Poland 1970: 55 years since workers fought back


Workers' Liberty
Author: Gerry Bates
16 December, 2025 



Today marks 55 years to the day that Polish workers were on strike in revolt against their so-called 'socialist' authorities. By the 19th of December 1970, 44 workers on the Baltic coast had been murdered by the Polish state and over 1000 people were wounded.

Two years earlier in 1968, the same government had, at the behest of Russian imperialism, sent Polish troops to participate in the invasion of Czechoslovakia. They had also engaged in a violent crackdown on student protests across Poland and forced the emigration of 13,000 Polish jews. Both the crackdown and the forced emigration was conducted under the guise of ‘anti-zionism’.

In mid-December 1970 the Stalinist government under Wladyslaw Gomulka had announced huge hikes in basic foods. On the 14th of December protests against the measures erupted in cities on the Baltic Coast, with workers walking out of multiple workplaces.

In Gdansk, protestors and strikers, predominantly from the Lenin Shipyard marched to the provincial Headquarters for the ruling PZPR Party. The authorities refused to enter negotiations and the highest-level bureaucrats were away in Warsaw.

The police gathered to demand the workers to return to work. The protestors seized the police loudspeaker and announced a further rally in front of the building and a General Strike from the following day.

The police and security forces roamed the city rounding up workers and beating them.

The following day the strikers set fire to the PZPR HQ in Gdansk. The authorities killed 6 people. Hundreds more were wounded. The government appealed for workers to go back to work. Despite this, soldiers opened fire on trains carrying workers to the shipyard in Gdynia, killing 11. Elsewhere in town, soldiers and police shot dead a further 7 protesters.

Over the next 3 days the protests, strikes and workplace occupations spread across Poland. Gomulka ordered 10k’s of solders and heavy tanks to be deployed to violently crush the resistance and at least 44 people were killed with over 1000 injured.

This fueled the indigation among the population and the growing unrest and spreading strikes and workplace occupations forced the government to reverse the price rises.

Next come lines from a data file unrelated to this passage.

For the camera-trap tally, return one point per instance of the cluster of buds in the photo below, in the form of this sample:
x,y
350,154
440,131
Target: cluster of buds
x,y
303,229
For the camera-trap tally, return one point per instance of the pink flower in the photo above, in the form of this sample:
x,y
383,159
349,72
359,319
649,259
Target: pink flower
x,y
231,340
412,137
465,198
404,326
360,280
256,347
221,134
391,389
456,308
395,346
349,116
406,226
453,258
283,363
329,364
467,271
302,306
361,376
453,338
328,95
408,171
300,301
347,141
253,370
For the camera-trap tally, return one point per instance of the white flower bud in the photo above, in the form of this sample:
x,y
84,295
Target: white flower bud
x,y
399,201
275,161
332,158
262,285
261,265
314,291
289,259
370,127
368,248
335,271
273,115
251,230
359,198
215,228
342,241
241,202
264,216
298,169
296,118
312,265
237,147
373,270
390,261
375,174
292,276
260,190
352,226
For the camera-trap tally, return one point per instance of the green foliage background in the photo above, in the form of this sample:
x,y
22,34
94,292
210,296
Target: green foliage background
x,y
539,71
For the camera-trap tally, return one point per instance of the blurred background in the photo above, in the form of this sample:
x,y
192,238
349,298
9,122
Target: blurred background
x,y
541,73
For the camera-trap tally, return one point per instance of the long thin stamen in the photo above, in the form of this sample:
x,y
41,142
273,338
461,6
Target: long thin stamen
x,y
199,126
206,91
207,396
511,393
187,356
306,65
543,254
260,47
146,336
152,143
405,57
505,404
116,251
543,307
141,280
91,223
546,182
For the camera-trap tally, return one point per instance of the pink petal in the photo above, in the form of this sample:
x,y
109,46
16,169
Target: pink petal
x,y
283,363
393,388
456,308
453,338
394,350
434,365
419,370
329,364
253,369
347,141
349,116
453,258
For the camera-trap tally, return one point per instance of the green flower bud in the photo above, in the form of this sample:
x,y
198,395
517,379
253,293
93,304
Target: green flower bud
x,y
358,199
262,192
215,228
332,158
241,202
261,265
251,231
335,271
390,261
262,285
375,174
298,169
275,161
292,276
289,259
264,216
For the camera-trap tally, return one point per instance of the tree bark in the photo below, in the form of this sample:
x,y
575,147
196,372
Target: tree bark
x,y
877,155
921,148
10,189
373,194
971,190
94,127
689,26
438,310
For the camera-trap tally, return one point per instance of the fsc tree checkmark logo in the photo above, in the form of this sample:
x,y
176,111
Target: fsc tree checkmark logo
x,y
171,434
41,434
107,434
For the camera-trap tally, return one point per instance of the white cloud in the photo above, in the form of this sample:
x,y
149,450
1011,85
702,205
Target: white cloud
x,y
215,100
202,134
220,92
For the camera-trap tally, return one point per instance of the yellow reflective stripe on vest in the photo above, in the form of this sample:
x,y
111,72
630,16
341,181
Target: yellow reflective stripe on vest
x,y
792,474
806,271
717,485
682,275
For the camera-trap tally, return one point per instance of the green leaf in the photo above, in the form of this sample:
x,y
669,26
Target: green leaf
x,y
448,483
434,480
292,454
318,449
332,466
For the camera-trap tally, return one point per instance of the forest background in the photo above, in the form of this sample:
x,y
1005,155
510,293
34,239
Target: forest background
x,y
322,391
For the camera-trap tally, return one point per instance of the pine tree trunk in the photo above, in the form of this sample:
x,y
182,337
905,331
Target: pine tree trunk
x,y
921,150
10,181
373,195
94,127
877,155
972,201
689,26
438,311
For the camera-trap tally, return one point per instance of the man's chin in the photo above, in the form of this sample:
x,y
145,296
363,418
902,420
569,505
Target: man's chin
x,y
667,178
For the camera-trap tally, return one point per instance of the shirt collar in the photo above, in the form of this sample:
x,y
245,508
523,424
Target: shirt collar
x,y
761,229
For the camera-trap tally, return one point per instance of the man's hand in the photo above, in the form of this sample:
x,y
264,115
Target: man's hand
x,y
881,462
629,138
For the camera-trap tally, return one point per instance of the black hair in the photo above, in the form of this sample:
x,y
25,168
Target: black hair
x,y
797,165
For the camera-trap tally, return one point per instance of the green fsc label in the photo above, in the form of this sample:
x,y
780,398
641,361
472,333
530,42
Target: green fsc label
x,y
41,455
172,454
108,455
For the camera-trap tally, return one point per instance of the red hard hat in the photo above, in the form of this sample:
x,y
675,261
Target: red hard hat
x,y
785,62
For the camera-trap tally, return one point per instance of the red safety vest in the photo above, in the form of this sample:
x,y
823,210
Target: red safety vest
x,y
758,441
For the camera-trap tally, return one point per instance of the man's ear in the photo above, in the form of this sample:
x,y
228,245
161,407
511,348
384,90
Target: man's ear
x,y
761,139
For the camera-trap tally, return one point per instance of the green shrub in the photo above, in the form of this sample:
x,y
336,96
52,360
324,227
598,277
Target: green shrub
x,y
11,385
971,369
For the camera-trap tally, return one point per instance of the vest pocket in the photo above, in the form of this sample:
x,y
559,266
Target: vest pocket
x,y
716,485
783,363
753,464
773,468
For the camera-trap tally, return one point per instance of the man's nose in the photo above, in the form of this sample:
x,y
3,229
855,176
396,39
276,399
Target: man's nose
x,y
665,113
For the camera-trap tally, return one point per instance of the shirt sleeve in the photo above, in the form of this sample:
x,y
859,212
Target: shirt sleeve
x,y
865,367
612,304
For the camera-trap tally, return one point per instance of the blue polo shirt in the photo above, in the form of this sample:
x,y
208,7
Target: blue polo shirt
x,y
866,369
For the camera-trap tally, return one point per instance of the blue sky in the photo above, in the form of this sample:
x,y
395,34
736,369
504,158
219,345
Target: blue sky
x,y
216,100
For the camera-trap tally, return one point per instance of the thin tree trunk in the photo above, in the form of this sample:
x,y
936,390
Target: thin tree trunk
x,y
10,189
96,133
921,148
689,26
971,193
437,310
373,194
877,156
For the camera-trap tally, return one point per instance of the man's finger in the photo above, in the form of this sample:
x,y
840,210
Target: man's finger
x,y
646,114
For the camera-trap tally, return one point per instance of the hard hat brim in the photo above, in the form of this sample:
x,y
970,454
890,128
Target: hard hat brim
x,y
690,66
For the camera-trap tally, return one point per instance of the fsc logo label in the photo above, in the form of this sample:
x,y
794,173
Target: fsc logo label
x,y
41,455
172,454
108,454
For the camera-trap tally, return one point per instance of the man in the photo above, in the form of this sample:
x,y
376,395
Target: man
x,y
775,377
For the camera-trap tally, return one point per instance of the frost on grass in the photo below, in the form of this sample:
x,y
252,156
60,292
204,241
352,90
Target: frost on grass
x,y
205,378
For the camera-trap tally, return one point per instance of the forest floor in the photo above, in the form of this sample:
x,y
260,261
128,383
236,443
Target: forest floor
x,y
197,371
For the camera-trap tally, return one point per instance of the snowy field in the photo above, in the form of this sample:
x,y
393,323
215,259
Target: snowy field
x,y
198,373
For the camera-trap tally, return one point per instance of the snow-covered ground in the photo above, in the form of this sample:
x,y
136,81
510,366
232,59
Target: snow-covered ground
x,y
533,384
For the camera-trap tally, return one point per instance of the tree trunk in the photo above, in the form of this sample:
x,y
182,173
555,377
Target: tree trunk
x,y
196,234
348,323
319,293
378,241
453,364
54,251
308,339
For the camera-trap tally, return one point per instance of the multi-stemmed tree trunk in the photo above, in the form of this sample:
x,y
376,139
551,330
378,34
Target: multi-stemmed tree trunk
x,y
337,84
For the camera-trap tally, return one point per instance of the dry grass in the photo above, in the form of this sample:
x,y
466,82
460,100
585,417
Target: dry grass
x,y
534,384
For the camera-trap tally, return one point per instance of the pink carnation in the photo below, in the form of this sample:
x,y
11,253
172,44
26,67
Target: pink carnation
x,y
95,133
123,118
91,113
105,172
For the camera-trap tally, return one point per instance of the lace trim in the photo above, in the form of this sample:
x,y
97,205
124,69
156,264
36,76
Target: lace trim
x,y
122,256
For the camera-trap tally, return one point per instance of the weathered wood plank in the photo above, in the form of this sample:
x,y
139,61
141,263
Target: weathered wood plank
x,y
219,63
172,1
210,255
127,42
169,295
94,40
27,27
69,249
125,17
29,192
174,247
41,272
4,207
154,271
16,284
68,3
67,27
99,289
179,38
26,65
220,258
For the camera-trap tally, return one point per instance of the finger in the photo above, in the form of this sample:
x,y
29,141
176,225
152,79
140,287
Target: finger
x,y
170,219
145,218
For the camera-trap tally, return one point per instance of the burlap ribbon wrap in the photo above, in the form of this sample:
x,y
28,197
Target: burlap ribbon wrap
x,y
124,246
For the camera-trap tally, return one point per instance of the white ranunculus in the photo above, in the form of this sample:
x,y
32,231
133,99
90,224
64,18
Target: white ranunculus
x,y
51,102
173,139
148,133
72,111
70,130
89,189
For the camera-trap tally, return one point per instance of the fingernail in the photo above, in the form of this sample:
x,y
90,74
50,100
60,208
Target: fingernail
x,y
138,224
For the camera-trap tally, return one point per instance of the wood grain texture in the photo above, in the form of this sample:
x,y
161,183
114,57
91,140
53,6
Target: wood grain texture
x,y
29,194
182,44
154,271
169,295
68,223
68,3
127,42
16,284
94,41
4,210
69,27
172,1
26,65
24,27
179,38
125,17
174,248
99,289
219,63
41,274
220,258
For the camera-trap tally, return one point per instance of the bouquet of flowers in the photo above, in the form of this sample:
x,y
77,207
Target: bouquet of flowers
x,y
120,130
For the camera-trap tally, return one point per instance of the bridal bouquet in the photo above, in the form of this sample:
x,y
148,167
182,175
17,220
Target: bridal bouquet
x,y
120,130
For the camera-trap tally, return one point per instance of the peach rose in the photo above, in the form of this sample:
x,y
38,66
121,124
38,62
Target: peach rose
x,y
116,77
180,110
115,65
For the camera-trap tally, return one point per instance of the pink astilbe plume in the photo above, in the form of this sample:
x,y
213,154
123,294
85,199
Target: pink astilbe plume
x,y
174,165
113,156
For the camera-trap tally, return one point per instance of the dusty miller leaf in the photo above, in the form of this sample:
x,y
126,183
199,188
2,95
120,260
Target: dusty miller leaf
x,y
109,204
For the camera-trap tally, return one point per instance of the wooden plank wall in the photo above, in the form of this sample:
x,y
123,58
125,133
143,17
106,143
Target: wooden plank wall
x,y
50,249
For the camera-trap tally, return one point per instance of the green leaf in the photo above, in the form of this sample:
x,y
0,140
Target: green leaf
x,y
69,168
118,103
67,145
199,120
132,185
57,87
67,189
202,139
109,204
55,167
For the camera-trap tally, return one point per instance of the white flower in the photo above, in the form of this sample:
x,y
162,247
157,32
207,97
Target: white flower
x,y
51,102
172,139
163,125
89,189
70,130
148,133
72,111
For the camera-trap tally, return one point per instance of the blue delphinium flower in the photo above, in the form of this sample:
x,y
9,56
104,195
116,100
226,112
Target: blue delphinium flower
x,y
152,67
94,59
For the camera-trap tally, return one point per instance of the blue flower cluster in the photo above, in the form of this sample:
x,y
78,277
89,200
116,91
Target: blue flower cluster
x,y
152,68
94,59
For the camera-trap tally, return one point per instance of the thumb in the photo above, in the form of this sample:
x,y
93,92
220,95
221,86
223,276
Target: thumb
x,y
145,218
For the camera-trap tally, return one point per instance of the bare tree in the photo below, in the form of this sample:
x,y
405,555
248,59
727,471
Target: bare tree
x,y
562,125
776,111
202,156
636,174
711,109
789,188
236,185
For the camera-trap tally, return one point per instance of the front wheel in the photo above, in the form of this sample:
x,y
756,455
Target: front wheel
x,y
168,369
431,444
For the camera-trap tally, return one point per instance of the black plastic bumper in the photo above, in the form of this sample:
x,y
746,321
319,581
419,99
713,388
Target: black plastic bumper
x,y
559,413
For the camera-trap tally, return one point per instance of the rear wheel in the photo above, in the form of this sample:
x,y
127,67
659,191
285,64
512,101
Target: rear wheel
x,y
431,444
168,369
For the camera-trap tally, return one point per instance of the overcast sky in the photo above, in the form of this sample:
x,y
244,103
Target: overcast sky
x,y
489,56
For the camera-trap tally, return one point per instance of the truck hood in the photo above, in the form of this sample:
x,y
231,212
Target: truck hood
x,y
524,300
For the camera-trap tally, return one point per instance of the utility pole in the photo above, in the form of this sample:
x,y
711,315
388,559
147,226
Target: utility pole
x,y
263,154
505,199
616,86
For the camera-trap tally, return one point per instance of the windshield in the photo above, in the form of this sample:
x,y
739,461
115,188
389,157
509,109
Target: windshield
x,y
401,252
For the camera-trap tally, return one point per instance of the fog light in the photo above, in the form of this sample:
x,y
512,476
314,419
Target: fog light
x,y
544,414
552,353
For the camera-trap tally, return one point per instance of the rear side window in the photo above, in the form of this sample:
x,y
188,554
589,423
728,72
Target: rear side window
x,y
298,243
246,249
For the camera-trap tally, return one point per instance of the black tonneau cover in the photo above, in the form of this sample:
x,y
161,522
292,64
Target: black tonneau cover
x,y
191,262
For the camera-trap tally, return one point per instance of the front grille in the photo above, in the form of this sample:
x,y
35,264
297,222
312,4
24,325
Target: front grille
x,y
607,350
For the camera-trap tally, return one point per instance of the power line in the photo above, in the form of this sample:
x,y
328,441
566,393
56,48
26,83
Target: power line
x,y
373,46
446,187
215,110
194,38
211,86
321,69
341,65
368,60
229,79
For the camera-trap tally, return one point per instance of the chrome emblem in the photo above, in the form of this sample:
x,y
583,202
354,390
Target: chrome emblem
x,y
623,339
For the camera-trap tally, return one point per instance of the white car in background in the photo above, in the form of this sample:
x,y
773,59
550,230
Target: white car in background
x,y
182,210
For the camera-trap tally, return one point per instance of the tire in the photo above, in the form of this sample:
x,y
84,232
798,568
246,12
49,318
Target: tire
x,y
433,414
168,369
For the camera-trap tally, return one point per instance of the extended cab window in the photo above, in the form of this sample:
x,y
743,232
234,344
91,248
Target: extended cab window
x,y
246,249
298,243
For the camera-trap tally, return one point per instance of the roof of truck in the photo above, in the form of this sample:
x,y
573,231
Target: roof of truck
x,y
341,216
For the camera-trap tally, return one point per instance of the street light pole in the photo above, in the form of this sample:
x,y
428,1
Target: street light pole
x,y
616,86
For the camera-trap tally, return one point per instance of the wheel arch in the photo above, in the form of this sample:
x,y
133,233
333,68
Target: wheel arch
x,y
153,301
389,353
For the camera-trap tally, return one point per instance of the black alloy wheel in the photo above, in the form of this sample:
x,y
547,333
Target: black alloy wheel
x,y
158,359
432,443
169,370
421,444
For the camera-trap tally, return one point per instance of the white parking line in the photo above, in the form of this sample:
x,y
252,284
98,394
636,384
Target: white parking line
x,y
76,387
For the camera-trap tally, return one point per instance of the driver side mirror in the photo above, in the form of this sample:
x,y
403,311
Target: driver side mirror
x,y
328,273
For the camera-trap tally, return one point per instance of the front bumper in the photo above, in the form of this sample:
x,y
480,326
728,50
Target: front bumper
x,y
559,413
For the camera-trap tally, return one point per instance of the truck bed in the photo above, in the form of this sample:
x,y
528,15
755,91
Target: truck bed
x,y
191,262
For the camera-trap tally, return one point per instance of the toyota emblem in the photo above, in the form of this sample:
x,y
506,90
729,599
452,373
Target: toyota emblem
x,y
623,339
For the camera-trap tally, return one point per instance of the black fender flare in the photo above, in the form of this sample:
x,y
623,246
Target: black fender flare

Even the Russian imperialist overlords had to accept that this was the only way to prevent a potential revolution and acquiesced to Warsaw’s capitulation.

Poland would come much closer to that 10 years later when mass strikes resulted in the Gdansk Agreement, where the communist authorities were forced into accepting independent trade unions among other demands, including a demand to build a monument outside the Shipyard in Gdansk, in commemoration of the workers killed in 1970. This remains the first and only monument to Stalinist oppression to be erected by the government that perpetrated it.